January 1938 hangs over this drawing like smoke, and the title’s specificity—Ricardo Perez Villalba, age 13, 1st year group B, Valencia—immediately frames it as a student’s wartime witness rather than a polished studio work. Rendered in quick pencil lines with a few restrained touches of color, the scene follows a small group of soldiers pushing forward beneath a striped flag while flames rise from a building ahead. The combination of youthful attribution and urgent subject matter makes the piece feel both personal and documentary, a surviving trace of how conflict was seen and recorded by the very young.

Across the foreground, broken timbers and jagged rubble cut diagonals that guide the eye toward the entrance of Teruel referenced in the post title. Figures move in a tight cluster, helmets and packs sketched with economy, while a rifle is held at the ready as if the next doorway could change everything.
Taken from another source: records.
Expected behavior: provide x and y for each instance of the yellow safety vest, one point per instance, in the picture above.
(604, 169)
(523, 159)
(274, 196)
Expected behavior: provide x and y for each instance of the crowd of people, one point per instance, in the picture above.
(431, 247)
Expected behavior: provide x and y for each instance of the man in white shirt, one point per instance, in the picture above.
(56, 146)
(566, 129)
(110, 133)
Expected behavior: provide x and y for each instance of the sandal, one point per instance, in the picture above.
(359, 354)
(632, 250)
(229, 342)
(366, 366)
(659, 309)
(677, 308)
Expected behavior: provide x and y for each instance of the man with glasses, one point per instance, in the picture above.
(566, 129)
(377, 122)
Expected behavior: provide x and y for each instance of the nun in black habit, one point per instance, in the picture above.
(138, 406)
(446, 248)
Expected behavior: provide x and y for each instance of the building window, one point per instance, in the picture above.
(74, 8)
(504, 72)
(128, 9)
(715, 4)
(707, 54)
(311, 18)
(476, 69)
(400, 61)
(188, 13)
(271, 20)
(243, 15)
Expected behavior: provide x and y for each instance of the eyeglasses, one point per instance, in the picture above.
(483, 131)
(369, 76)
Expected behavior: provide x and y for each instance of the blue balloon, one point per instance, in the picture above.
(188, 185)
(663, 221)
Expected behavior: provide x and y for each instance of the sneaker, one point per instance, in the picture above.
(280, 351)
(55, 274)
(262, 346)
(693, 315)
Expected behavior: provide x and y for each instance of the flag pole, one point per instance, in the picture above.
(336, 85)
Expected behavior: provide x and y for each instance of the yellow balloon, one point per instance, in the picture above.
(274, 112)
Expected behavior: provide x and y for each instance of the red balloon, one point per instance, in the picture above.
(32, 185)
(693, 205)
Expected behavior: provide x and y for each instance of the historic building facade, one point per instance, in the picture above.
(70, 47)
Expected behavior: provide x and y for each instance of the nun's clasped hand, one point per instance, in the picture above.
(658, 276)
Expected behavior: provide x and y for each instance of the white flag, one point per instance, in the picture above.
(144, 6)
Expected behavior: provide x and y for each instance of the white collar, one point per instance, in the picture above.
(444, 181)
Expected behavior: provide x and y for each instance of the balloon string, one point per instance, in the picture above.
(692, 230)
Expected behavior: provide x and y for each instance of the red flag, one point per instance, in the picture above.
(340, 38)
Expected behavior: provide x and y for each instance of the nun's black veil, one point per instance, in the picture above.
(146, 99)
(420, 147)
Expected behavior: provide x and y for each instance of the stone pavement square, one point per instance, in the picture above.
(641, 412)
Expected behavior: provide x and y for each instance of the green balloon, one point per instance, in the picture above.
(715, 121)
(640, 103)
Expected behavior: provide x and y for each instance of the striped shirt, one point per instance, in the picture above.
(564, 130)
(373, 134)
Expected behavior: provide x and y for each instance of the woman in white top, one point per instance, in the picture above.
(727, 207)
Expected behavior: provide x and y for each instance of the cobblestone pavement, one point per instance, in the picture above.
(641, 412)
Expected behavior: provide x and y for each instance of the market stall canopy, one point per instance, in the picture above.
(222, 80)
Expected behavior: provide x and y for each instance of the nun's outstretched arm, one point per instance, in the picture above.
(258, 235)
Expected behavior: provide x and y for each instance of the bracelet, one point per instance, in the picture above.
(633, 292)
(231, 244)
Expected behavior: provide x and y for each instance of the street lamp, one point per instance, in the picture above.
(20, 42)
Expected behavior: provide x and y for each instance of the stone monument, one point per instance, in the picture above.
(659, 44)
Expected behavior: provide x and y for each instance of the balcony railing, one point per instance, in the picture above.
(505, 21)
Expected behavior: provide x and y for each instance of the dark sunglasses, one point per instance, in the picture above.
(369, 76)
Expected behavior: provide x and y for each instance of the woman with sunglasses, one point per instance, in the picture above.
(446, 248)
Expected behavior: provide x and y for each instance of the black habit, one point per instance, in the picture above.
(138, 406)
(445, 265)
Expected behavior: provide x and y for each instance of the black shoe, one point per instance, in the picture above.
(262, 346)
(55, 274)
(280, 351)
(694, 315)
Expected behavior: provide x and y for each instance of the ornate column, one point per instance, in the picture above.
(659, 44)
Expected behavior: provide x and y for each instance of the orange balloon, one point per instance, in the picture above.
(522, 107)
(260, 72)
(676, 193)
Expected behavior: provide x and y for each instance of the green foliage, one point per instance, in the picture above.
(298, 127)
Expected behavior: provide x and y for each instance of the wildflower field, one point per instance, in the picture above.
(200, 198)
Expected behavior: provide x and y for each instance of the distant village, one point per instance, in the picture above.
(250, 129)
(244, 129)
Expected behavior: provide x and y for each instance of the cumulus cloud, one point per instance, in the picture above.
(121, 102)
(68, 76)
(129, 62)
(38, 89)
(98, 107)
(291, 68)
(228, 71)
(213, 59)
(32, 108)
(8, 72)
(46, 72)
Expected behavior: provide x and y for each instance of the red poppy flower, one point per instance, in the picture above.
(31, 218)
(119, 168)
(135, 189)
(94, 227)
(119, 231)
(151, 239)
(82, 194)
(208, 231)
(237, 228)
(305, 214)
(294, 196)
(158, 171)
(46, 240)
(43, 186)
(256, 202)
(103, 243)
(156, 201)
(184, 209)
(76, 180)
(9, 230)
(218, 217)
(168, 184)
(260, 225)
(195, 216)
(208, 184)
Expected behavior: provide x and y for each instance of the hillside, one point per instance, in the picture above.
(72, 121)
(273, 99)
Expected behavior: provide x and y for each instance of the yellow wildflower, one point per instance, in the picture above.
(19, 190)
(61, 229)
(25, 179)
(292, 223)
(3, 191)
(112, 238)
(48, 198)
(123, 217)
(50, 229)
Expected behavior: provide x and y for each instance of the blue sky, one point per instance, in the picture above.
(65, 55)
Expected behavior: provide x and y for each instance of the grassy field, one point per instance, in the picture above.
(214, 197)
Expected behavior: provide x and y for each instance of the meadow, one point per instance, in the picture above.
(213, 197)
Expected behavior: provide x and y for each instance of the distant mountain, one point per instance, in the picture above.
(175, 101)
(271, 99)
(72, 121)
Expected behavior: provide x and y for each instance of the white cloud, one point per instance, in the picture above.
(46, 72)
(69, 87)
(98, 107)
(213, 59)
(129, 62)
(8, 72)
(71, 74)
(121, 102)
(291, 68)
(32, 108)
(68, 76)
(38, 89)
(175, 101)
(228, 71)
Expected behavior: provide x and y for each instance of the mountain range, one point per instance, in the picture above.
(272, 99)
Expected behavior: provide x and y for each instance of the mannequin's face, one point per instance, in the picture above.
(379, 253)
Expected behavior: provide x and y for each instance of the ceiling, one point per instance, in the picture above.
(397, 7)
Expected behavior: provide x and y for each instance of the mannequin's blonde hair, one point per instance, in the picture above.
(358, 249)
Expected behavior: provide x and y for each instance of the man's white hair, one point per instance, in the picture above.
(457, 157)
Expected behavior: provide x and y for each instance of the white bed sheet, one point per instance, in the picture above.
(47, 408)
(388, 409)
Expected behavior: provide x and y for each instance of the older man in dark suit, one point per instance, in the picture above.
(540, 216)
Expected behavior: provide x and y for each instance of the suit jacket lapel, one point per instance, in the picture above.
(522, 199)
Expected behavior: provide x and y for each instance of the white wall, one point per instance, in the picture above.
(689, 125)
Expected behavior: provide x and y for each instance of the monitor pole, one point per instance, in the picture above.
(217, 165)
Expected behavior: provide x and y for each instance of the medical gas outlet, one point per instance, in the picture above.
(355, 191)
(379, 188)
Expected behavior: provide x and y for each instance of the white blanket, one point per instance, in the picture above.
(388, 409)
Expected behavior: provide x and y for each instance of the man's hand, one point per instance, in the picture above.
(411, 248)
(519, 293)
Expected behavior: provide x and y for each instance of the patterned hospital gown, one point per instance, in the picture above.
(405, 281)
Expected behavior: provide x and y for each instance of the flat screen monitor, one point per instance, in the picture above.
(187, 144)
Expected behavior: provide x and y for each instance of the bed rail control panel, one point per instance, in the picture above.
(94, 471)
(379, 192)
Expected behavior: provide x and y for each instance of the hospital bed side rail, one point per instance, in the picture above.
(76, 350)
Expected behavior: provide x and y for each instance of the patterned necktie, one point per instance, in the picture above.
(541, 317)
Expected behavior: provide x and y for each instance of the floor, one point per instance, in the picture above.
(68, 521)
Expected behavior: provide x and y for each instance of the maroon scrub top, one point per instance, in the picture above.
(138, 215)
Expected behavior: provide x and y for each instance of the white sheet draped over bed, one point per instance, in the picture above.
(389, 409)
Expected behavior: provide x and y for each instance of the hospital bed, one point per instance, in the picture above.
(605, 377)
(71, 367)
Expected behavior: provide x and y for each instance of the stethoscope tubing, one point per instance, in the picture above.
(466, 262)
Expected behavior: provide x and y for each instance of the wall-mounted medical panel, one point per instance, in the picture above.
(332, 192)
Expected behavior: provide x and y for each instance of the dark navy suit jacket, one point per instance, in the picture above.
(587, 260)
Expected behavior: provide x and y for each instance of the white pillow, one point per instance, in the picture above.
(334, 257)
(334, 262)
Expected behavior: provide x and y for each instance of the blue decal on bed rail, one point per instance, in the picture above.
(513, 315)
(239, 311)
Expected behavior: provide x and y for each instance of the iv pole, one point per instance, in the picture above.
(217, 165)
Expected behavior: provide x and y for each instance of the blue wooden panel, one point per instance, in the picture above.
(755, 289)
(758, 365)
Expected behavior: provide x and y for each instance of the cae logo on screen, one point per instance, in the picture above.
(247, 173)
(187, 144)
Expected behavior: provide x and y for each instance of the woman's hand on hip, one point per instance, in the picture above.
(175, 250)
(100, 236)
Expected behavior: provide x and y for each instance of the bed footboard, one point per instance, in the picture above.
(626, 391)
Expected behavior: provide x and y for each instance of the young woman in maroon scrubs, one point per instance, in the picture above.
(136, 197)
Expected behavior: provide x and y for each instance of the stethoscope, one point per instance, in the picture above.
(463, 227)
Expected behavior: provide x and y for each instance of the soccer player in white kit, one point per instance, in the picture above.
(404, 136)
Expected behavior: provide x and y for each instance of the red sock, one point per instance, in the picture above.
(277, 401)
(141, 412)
On the right, a fallen body lies near the debris, and above it a stark window and a cloud of smoke suggest emptied interiors and the violence of house-to-house fighting.

As a WordPress feature, this artwork serves readers searching for Spanish Civil War imagery, Valencia student work, and visual accounts of the fighting around Teruel in early 1938. Its value is not only in what it depicts—advancing troops, burning structures, and the human cost—but in how it depicts it: a classroom hand translating news, memory, or observation into lines on paper. Seen today, the drawing invites careful viewing and respectful interpretation, balancing the immediacy of a teenager’s mark-making with the weight of the events it represents.